The extent of patents is absurd, and crosses into a many gray areas. For example, Monsanto has patents on the seeds for its crops, and sues farmers who collect seeds from their genetically modified products. In one high profile case they successfully sued a farmer who claimed never to have planted Monsanto seeds, but somehow wound up with a batch of Monsanto-patented Canola on his property. Whether it was a mix-up at the seed store, the result of species cross-pollenation, or seeds falling off a truck is unknown, but one Saskatchewan farmer was robbed of his retirement money.

Patents are extending into life itself, with people patenting genetically modified animals or animals that have been bred to have certain traits.

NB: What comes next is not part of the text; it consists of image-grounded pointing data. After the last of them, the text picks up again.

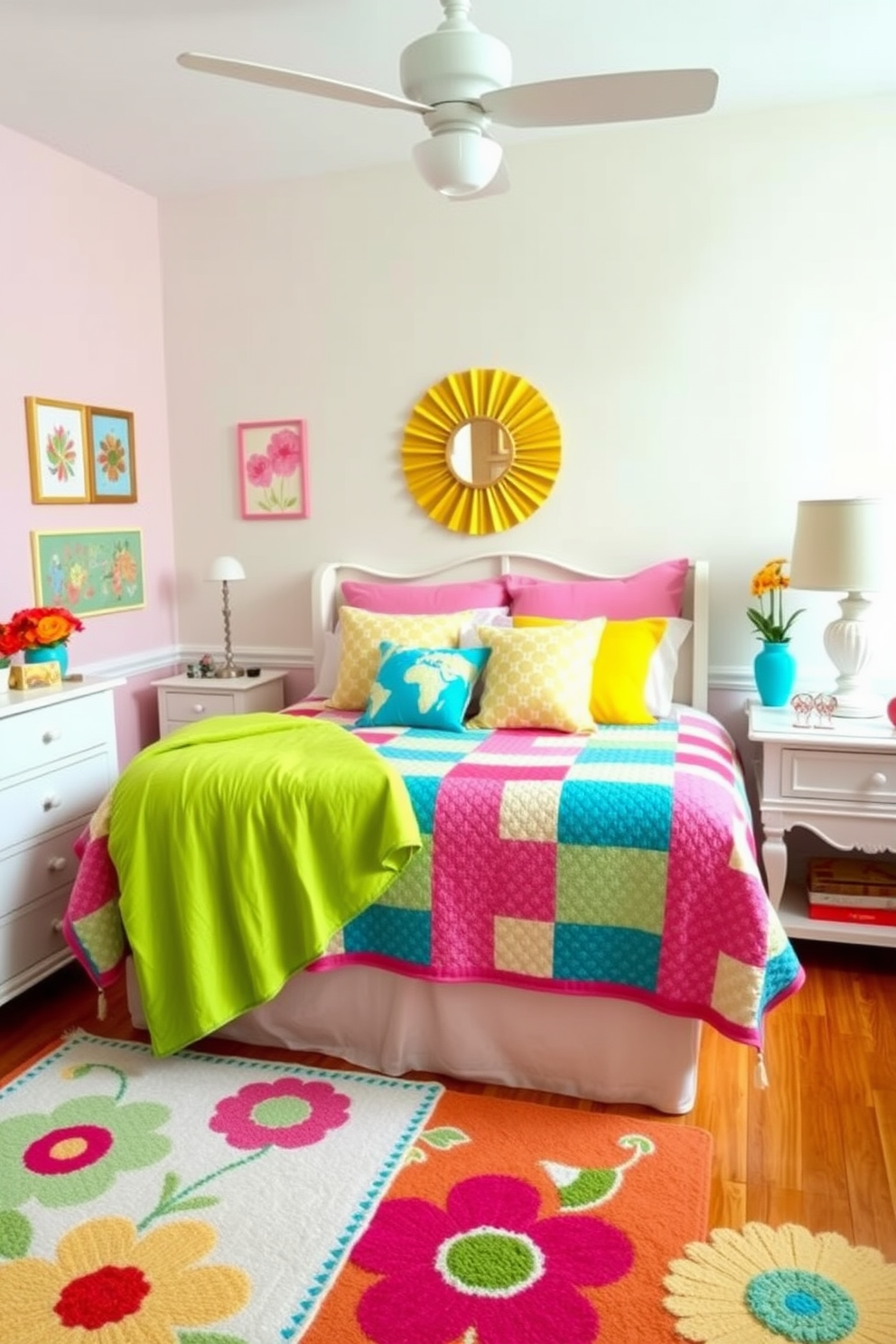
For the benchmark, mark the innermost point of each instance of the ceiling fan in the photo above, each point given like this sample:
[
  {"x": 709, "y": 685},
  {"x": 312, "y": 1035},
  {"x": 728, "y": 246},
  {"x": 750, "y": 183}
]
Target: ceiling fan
[{"x": 458, "y": 81}]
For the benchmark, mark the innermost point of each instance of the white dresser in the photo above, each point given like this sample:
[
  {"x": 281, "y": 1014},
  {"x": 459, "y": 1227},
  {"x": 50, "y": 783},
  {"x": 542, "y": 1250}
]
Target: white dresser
[{"x": 58, "y": 758}]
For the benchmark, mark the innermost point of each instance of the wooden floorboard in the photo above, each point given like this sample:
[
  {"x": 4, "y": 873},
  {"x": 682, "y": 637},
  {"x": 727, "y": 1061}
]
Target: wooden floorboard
[{"x": 817, "y": 1147}]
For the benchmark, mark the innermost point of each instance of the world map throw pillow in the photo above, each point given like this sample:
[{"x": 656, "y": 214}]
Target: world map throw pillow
[{"x": 422, "y": 688}]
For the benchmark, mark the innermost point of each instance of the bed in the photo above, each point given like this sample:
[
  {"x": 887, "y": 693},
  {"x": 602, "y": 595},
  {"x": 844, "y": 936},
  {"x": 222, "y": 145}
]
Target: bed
[{"x": 512, "y": 1000}]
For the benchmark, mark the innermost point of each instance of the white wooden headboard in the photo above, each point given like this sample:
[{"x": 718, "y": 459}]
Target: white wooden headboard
[{"x": 694, "y": 661}]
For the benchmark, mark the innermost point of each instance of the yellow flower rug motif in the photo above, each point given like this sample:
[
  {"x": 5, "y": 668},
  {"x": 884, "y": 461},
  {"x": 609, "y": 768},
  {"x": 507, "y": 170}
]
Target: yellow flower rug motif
[
  {"x": 195, "y": 1199},
  {"x": 782, "y": 1285}
]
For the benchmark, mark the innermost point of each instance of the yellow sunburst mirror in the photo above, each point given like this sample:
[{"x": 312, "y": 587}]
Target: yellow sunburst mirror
[{"x": 481, "y": 451}]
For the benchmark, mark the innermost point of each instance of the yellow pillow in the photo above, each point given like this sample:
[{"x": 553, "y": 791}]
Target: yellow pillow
[
  {"x": 621, "y": 668},
  {"x": 539, "y": 679},
  {"x": 360, "y": 636}
]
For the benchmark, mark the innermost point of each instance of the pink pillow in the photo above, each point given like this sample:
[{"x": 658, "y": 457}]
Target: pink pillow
[
  {"x": 658, "y": 590},
  {"x": 425, "y": 598}
]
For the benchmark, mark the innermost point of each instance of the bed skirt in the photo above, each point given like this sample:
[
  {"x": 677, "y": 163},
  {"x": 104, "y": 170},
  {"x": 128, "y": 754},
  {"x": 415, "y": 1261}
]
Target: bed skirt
[{"x": 601, "y": 1049}]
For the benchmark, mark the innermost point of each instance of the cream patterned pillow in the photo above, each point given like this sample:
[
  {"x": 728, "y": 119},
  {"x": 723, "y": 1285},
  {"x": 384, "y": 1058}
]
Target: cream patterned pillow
[
  {"x": 361, "y": 633},
  {"x": 539, "y": 677}
]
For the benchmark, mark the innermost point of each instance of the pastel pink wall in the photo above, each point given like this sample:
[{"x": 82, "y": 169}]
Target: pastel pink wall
[{"x": 80, "y": 320}]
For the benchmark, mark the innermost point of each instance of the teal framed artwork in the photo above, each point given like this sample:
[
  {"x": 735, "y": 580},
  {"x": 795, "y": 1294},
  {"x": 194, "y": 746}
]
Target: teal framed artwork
[
  {"x": 112, "y": 456},
  {"x": 89, "y": 572}
]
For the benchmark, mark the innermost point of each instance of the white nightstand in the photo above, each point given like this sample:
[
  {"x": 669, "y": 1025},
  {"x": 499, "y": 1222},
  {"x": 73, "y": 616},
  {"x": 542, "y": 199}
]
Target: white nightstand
[
  {"x": 184, "y": 699},
  {"x": 838, "y": 782}
]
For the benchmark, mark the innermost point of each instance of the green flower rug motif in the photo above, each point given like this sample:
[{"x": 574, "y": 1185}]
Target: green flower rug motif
[{"x": 195, "y": 1199}]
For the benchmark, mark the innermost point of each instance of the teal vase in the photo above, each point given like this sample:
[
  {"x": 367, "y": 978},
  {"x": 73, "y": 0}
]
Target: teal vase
[
  {"x": 50, "y": 653},
  {"x": 775, "y": 672}
]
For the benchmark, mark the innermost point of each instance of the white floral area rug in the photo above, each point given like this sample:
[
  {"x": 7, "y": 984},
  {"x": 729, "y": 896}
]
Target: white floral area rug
[
  {"x": 782, "y": 1285},
  {"x": 193, "y": 1199}
]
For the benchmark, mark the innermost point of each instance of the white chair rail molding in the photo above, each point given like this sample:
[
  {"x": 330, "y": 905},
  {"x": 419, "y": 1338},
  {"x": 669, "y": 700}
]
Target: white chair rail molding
[{"x": 846, "y": 546}]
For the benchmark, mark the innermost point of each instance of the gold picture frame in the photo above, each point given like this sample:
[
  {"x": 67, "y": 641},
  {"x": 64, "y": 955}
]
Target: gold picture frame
[{"x": 57, "y": 452}]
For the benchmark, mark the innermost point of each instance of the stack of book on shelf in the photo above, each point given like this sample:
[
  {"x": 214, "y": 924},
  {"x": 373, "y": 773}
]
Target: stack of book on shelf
[{"x": 852, "y": 890}]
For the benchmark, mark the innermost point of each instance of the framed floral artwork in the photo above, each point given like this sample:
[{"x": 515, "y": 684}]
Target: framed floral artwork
[
  {"x": 89, "y": 572},
  {"x": 57, "y": 452},
  {"x": 113, "y": 467},
  {"x": 273, "y": 470}
]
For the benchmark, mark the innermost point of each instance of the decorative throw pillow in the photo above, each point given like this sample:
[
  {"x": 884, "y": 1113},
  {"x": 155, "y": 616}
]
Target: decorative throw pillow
[
  {"x": 468, "y": 639},
  {"x": 422, "y": 688},
  {"x": 360, "y": 636},
  {"x": 539, "y": 677},
  {"x": 636, "y": 667},
  {"x": 658, "y": 590},
  {"x": 424, "y": 598}
]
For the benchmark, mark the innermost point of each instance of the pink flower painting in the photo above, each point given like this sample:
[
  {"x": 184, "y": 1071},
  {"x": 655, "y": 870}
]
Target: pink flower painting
[{"x": 273, "y": 473}]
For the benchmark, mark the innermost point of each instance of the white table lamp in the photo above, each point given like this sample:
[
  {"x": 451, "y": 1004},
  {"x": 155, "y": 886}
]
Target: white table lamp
[
  {"x": 843, "y": 546},
  {"x": 226, "y": 570}
]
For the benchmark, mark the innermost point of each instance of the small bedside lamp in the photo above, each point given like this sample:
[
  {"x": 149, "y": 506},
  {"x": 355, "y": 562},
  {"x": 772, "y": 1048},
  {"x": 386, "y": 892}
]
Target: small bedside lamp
[
  {"x": 226, "y": 570},
  {"x": 843, "y": 546}
]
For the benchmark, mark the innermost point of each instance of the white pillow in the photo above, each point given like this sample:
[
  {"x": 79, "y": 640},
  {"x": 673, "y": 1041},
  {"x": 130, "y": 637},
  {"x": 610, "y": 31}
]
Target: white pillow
[{"x": 662, "y": 667}]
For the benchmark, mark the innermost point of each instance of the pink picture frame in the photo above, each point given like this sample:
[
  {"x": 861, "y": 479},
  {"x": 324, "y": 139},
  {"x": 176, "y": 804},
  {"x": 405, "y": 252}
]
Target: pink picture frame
[{"x": 273, "y": 470}]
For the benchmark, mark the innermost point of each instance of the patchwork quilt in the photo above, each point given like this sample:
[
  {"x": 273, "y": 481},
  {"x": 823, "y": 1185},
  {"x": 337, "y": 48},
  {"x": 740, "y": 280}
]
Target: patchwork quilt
[{"x": 617, "y": 863}]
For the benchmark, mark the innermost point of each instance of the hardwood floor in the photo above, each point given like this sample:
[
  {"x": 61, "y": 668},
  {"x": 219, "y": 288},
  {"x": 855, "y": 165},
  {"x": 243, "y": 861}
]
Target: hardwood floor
[{"x": 817, "y": 1147}]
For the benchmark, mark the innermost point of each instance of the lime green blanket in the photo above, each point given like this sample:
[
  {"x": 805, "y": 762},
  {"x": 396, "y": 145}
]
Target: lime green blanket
[{"x": 242, "y": 845}]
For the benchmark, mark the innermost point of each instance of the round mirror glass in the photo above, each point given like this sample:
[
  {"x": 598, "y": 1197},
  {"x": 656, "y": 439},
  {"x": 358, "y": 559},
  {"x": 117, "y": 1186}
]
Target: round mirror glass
[{"x": 480, "y": 451}]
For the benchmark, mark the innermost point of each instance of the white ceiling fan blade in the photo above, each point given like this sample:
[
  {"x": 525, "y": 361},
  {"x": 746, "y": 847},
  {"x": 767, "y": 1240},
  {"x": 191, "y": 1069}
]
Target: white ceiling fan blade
[
  {"x": 295, "y": 82},
  {"x": 590, "y": 99}
]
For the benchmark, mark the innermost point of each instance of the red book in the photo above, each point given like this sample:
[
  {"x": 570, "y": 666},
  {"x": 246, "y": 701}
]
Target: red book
[{"x": 854, "y": 914}]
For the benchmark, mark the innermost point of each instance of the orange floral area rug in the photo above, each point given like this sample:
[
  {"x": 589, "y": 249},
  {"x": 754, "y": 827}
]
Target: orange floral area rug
[
  {"x": 521, "y": 1223},
  {"x": 782, "y": 1285},
  {"x": 203, "y": 1199}
]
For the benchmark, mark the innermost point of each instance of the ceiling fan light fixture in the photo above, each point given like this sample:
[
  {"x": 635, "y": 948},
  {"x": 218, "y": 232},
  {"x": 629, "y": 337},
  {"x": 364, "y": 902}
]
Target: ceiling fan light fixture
[{"x": 458, "y": 162}]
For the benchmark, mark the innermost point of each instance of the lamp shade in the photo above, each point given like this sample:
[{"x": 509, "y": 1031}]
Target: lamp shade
[
  {"x": 225, "y": 567},
  {"x": 460, "y": 162},
  {"x": 841, "y": 546}
]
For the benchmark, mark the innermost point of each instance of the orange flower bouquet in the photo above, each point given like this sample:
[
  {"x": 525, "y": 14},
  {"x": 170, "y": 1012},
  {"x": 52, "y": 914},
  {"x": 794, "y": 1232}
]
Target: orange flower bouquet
[
  {"x": 770, "y": 625},
  {"x": 41, "y": 627}
]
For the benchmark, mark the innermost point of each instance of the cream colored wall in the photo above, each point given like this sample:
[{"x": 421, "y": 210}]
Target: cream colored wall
[{"x": 710, "y": 305}]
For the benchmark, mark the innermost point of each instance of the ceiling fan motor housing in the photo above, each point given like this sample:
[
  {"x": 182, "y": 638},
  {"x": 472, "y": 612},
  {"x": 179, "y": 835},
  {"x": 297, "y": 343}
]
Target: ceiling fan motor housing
[{"x": 454, "y": 66}]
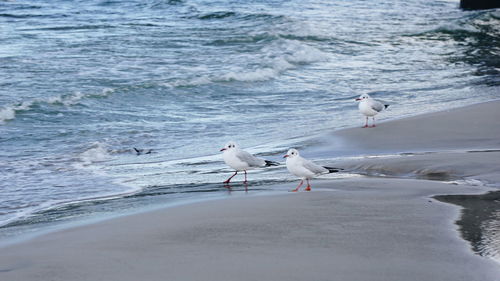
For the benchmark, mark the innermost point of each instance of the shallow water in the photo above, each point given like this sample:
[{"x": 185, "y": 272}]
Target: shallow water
[{"x": 84, "y": 82}]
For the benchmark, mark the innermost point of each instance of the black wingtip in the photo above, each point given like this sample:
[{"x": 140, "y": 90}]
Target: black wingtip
[
  {"x": 333, "y": 170},
  {"x": 271, "y": 163}
]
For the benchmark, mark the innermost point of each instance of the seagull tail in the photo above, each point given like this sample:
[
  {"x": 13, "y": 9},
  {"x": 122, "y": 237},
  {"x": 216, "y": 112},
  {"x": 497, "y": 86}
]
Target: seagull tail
[
  {"x": 271, "y": 163},
  {"x": 333, "y": 170},
  {"x": 137, "y": 151}
]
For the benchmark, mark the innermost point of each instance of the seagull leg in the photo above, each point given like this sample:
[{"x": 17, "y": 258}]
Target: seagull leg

Human genes, the building blocks of biology, are also being patented, along with the findings of stem cell research.

It’s gotten to the point where patents are ruling several important industries we have become reliant on, including high technology, medicine and pharmaceuticals. It’s all about being the first to have an idea and get it to the patent office. Patents even come before research and development, before the first prototypes are built and tested.

Most of the major tech firms out there are preoccupied with one or more patent cases with their competitors, and last week Microsoft announced that it was preparing to defend 245 patents, more than 40 of them turning up in the open source Linux platform. They probably do have a case, but at the same time there’s a huge problem with patenting software that is already protected by copyright.

For one thing, most software is built using a common set of programming languages that are not in themselves patented. As a result, most programmers start with the same set of protocols and parameters, building on established kernels to assemble programs in the shortest possible time. At the root, all software has something in common with other software.

Furthermore, even if the specific programming does not overlap with enough similarities to file a patent suit, the way that software operates can be patented to some extent. If one piece of software does the same general thing in roughly the same way as another piece of software, the first company to patent the idea has a case no matter who thought of the software, or perfected it, first.

As a result of growing patent confusion and litigation, the U.S. Patent Office is considering a massive overhaul over how patents are awarded and defended.

In the recent issue of Wired Magazine ( www.wired.com ) there is an article called Wired News Readers Fix the Patent System. In the article various readers share their own ideas about how to solve all the patent issues out there and free up industry to innovate once again.

 

Website of the Week

I’m a forwarder by nature, when an article grabs my intention, and one of my most frequent sources of articles to forward is www.msn.ca , which carries news feeds from CBC, CTV, Forbes, Discover, and dozens of other news agencies. They also produce their own material, in cooperation with MSNBC, including awesome features on relationships, home finances, health, and more. One article I recently forwarded was on the positive impact of being in tune with the planet’s Circadian Rhythms and the right foods to eat to get energy — contrasting past wisdom with the most recent scientific insights. MSN Sympatico has influenced a lot of my recent lifestyle decisions, and it’s all there to browse when you sign out of Hotmail (www.hotmail.com).